Выбрать главу

Ленька выдал «цыганочку», «Русского», люди запросили вальсы, танго, и вдруг кто-то из толпы крикнул:

— Танго, Леха! Белый танец!

У Славки екнуло внутри. Опередили, догадались, подумал он, и у Леньки тоже дрогнуло внутри: спиной неуклюже повел баянист, но справился с собой и сыграл первые аккорды танго. Славка пел про себя: «Вдали погас последний луч заката, и сразу темнота на землю пала. Прости меня, но я не виновата, что я любить и ждать тебя устала».

«Зачем играешь?» — хотел спросить он, но Ленька хитро подмигнул ему: «Все идет как надо».

А на поляну белая невеста вывела жениха. Тот обнял ее за талию, выставил по-пижонски левую руку в сторону и пошел фигуры делать под Лень-кину музыку: и крутанет веснушчатую, и на руку ее кинет, к шее прижмет. Такого даже на поселке не делали, хотя тренировал Ленька жилпоселовский люд каждый вечер. Славке стало обидно, но, когда танго кончилось и все захлопали бурно баянисту — так захлопали, что деревья в палисаднике дрогнули белым цветом, Славка понял, что под такую классную музыку даже шпалы сбацают мировой танец. И невеста хлопала громче всех, и радовался этому Ленька.
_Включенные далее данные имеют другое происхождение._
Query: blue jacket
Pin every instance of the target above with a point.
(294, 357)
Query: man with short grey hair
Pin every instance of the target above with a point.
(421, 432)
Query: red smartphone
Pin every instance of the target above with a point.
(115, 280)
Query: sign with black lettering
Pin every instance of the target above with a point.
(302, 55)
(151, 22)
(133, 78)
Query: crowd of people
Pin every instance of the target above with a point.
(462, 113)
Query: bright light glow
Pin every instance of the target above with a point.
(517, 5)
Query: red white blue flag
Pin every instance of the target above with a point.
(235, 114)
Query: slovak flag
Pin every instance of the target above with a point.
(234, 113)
А жених, кореш чуть выше баяна, если на каблуках, похлопал Леньку по плечу:

— Хорошо играешь. У меня в армии баянист такой же был.

И пошел с невестой в дом: командир армии, начальник баяниста. Гордый, на голове ежик, а невеста все равно чуть выше. У нее начес — ого-го и шпильки с карандаш. Специально, что ли, так…

Ленька махнул рукой по голове, длинные русые волосы легко скользнули между пальцами, улеглись.

— Нам, лично, до армии, как до луны пешком! — крикнул он и повернулся к молодежи. — Посовременней что-нибудь.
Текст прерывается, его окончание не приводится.